The three major candidates praised Brownback for beginning a serious conversation in Kansas about dealing with declining levels in the aquifer that provides much of the water to irrigate crops. The underground reservoir is being overused and voluntary attempts to limit consumption haven't taken deep root.

Orman said the state had a golden opportunity to build the economy by serving as a transportation hub for the nation. Kelly vowed to bring relief to communities by expanding eligibility for Medicaid, a move blocked by Brownback and Colyer. Kobach said a top priority was cutting sales and property taxes, as well as slashing state spending.

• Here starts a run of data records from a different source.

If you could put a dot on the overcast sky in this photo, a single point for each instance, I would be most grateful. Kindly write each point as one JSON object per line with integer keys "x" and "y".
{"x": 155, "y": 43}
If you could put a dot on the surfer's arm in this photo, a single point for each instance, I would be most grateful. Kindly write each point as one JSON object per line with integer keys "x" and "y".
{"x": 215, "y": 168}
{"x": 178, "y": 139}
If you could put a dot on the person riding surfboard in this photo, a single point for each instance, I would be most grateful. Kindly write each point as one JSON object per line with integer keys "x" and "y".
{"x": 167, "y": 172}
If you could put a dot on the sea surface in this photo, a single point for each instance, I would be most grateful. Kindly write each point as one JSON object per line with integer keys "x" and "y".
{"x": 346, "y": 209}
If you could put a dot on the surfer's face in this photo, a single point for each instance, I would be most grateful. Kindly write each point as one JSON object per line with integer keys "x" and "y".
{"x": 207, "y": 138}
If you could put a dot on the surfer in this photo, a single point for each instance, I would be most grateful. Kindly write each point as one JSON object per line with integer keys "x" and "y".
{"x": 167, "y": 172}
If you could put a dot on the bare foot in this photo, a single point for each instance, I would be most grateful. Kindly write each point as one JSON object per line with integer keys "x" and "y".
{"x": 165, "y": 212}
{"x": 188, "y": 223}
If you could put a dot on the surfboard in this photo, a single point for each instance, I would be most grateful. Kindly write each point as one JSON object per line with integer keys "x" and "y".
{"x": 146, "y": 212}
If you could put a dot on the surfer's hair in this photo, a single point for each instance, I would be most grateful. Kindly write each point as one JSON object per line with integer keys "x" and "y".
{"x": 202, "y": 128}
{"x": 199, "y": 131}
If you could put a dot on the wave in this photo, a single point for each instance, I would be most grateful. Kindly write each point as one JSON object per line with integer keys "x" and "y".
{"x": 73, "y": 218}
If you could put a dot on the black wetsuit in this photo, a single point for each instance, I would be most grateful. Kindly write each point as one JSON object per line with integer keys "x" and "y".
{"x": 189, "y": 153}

In response to a speed-round question, the candidates were asked to choose between a deep-fried Oreo and a corn dog. Orman and Kobach chose the cookie concoction, while Kelly favored a more bizarre state fair staple — the deep-fried cocktail.

Kelly and Orman shared support for medicinal use of marijuana and reduction of penalties for possession of small amounts of pot. Kobach said pharmaceutical companies would eventually market a pill form of marijuana to meet medical needs.

The premature departure from the governor's office by Democrat Kathleen Sebelius and Republican Brownback led to a question about whether Orman, Kelly and Kobach would pledge to remain for their entire elected term. Interest in the issue has been driven by speculation that Kobach could take a job in the Trump administration or run for the U.S. Senate in 2020.

"I seriously doubt Donald Trump is going to offer me a position," said Kelly, the Democrat. "If he does, I'll say no."

Orman said he would fulfill his elected term in office, while Kobach said it was his intention to finish two terms as governor. Kobach did use the moment to brag about his relationship with Trump, who endorsed his candidacy.

"We as a country need to stand firm behind the president," Kobach said to both applause and boos.

Orman accused Kobach of having a distorted view of what conservatism means, suggesting he might consider former President Ronald Reagan a political liberal.